My question, however, is: how do I determine the starting point? Forgive me, for this is well outside my area of expertise. Not entirely sure if this is a ROOT question or a mathematical question, however some people seem to think this is a ROOT question.

I think you also have to change the first parameter of the TF2 ctors to something unique instead of having f1 written everywhere.

Finally, according to your code, x1=x2=x3=[0], y1=y2=y3=[1], x2=x3=x1=[2], y2=y3=y1=[3], t2=t3=[5], and t1=t2=[6] – I’m afraid this does not make any sense to me. You have to have 10 parameters for such system, you only have seven.

I’m sorry this is far from the answer you are hoping for, but I’m no expert in the MultiRootFinder.

Oh, yes, whoops. Instead of copying and pasting, as I should have, I typed this up in a hurry and made some really stupid mistakes, it seems (including, as you pointed out, changing the first parameter of the TF2’s… you’re absolutely correct here, they should be unique). These aren’t, of course, present in the actual code.

What I need is probably in the ROOT docs, but unfortunately I’m unable to access those right now for some reason… All I have is the bookmarked tutorial above.

As it seems, the solution (or a solution, anyhow) is to convert the equations in to polynomials (which is a trivial task, of course), and then to rescale the domain such that both unknowns necessarily lie in [0,1].

Now, we express these polynomials as linear combinations of Bernstein basis polynomials.
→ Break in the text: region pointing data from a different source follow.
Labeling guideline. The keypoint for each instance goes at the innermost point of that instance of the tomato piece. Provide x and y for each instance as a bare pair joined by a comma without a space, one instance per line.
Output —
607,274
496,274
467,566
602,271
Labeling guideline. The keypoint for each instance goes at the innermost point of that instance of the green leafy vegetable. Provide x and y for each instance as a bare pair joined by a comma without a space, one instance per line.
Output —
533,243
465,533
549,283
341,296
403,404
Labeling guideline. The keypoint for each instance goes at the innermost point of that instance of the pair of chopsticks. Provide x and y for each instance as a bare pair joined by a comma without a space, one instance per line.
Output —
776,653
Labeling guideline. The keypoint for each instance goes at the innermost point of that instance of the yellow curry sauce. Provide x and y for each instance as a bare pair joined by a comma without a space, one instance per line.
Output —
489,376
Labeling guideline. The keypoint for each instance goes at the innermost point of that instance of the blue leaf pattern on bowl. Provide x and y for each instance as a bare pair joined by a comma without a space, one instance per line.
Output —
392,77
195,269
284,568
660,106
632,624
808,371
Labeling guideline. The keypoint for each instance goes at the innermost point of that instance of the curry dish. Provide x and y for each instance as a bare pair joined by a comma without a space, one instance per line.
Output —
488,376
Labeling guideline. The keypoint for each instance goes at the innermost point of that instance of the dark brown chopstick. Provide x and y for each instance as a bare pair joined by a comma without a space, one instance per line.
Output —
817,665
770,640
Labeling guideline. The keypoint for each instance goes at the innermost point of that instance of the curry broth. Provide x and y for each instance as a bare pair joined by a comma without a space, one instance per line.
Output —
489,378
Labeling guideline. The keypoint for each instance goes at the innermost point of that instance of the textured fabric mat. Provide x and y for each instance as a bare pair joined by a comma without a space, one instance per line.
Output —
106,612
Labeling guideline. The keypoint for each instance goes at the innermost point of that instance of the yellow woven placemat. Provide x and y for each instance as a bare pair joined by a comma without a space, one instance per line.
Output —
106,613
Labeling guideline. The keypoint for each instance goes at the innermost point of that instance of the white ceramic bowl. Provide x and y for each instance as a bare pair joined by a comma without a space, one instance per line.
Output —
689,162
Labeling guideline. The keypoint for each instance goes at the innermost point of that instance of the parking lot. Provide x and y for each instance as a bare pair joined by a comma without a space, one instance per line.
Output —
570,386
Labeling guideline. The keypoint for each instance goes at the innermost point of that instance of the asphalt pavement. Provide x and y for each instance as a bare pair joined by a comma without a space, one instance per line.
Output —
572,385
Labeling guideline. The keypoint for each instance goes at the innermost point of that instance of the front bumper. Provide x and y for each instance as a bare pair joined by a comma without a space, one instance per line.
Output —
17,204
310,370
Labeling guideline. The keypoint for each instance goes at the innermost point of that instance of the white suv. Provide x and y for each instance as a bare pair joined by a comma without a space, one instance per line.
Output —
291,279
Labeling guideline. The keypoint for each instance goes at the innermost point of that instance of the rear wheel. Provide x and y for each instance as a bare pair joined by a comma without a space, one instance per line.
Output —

This is useful as we can now use the convexitivity property of Bernstein polynomials to rule out entire “regions” of the range, getting effectively an arbitrarily close estimate of the roots.
…
An alternative, simpler solution is to begin with a (very) rough estimate given by the center of the circle circumscribed by the the three coordinates [x_i,y_i]. It isn’t immediately clear to me how this is effective, as opposed to the above solution, however it seems that it works.

In the end, any estimate will work provided enough iterations, however some will be a lot slower than others.